Olaratumab has a modest effect on progression-free survival
In the JGDG trial, olaratumab plus doxorubicin increased median progression-free survival (PFS) in the intention-to-treat population by 2.5 months compared with doxorubicin alone (olaratumab plus doxorubicin 6.6 months, doxorubicin alone 4.1 months; hazard ratio [HR] 0.73; 95% confidence interval [CI] 0.44 to 1.02 p=0.06). The appraisal committee noted that the results were similar for the subpopulation of people who had no previous systemic chemotherapies, which was 65% of the trial population (HR 0.77; 95% CI 0.48 to 1.25 p=0.28). The appraisal committee concluded that olaratumab was associated with an improvement in PFS in both the intention-to-treat and in the subpopulation of people who had no previous systemic chemotherapies, and that the trial data are mature.

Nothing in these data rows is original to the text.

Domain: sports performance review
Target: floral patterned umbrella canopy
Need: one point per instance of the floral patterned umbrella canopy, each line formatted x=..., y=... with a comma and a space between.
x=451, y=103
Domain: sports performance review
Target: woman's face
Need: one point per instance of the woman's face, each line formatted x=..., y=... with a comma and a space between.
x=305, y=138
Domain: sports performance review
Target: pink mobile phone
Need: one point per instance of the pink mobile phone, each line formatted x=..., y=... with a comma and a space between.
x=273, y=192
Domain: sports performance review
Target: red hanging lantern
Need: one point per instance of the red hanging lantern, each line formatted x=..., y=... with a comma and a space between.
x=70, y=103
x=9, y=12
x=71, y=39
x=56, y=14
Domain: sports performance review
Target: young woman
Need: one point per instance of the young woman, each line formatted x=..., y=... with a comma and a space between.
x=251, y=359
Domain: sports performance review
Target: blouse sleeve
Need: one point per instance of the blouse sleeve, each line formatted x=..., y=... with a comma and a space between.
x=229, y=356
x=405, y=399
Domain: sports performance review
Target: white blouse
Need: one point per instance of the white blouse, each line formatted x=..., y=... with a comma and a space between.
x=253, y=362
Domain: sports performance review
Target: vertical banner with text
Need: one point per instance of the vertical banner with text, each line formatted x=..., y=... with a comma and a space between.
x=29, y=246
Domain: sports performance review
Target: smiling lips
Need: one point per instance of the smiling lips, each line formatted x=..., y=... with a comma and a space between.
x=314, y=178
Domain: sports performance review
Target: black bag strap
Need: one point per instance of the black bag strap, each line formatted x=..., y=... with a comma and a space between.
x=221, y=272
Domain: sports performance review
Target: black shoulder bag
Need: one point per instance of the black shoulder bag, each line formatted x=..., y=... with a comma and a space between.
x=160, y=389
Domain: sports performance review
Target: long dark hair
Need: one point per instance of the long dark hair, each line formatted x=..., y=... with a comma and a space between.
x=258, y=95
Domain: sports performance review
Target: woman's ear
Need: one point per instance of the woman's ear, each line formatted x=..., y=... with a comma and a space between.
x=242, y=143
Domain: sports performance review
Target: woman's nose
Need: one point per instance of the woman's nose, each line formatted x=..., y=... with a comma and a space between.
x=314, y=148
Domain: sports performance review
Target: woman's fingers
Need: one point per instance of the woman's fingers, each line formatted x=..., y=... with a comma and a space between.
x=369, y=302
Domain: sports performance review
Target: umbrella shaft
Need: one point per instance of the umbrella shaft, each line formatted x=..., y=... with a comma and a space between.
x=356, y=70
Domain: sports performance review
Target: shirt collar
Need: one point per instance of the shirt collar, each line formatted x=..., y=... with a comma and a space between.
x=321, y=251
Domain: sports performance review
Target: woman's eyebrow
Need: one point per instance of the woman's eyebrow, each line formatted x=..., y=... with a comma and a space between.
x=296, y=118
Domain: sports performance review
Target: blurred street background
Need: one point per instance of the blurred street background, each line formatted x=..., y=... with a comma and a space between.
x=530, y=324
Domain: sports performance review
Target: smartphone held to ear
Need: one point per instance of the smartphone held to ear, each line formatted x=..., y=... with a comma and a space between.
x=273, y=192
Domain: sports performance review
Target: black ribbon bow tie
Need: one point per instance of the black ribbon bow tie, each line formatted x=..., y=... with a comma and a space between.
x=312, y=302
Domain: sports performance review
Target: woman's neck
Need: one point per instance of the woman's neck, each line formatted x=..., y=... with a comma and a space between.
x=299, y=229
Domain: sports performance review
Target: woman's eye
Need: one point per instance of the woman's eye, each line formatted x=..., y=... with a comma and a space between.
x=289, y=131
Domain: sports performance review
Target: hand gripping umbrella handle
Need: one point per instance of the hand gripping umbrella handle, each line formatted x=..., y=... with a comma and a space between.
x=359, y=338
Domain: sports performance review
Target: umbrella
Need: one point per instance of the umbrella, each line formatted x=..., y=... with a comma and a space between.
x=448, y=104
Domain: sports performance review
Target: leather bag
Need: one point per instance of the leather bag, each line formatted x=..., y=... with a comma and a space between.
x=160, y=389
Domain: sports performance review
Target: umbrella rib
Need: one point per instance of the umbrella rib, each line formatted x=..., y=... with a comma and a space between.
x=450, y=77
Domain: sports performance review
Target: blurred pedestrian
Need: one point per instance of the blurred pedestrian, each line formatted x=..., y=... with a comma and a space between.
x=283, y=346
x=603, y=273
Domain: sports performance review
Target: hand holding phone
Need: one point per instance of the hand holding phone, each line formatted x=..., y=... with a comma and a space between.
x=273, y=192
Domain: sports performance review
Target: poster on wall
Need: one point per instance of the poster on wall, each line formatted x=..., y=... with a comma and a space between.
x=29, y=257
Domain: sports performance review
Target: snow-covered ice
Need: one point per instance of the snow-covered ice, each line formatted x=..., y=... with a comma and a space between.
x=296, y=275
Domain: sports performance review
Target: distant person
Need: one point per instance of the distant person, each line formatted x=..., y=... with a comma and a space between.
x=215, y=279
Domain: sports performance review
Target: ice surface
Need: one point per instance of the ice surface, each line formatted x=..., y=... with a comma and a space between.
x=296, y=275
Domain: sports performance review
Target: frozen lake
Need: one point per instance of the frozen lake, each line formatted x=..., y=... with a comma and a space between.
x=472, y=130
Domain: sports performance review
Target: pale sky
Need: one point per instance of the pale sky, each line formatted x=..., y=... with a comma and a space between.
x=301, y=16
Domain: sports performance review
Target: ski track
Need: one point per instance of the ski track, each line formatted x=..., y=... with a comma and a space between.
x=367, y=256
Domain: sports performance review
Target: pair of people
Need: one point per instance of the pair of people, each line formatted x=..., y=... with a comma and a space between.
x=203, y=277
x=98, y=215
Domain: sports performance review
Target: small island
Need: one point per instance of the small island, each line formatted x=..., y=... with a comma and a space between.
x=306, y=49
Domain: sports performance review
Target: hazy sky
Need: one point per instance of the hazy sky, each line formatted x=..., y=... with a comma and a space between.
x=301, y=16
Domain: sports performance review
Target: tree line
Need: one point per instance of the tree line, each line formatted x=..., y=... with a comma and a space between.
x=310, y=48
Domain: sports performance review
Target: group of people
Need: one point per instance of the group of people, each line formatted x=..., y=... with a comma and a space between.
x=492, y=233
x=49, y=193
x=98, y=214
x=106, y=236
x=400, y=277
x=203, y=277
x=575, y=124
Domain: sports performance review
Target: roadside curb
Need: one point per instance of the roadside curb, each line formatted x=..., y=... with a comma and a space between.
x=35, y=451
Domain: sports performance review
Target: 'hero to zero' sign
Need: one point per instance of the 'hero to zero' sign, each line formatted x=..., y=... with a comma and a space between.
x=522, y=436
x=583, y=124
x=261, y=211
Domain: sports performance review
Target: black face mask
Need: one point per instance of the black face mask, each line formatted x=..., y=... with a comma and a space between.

Olaratumab improves overall survival but the data are immature
In the JGDG trial, olaratumab plus doxorubicin increased median overall survival (OS) in the intention-to-treat population by 11.8 months compared with doxorubicin alone (olaratumab plus doxorubicin 26.5 months, doxorubicin alone 14.7 months; stratified HR 0.46; 95% CI 0.30 to 0.71 p=0.0003). The results were similar in the subpopulation of people who had no previous systemic chemotherapies (stratified HR 0.47; 95% CI 0.27 to 0.81 p=0.0051). The appraisal committee noted that the OS data are limited (as a high proportion of patients were still alive at the end of the trial follow‑up), but the OS gain appeared to be much greater than the PFS gain. It considered the clinical plausibility of a PFS benefit of 2.5 months translating into an OS benefit of 11.8 months. It discussed the potential relationship between PFS and OS but, given the limited number of events, it agreed that the relationship is unclear. It noted that the ANNOUNCE trial is in progress and expected to address key areas of clinical uncertainty in the JGDG trial.
Olaratumab has an acceptable adverse-event profile
There were more adverse events in the olaratumab plus doxorubicin arm of JGDG than in the doxorubicin-alone arm. This may relate to the higher cumulative dose of doxorubicin in the olaratumab plus doxorubicin arm compared with doxorubicin monotherapy (median 7.1 cycles and 4.1 cycles respectively). The appraisal committee heard from the clinical and patient experts that olaratumab seems to be very well-tolerated.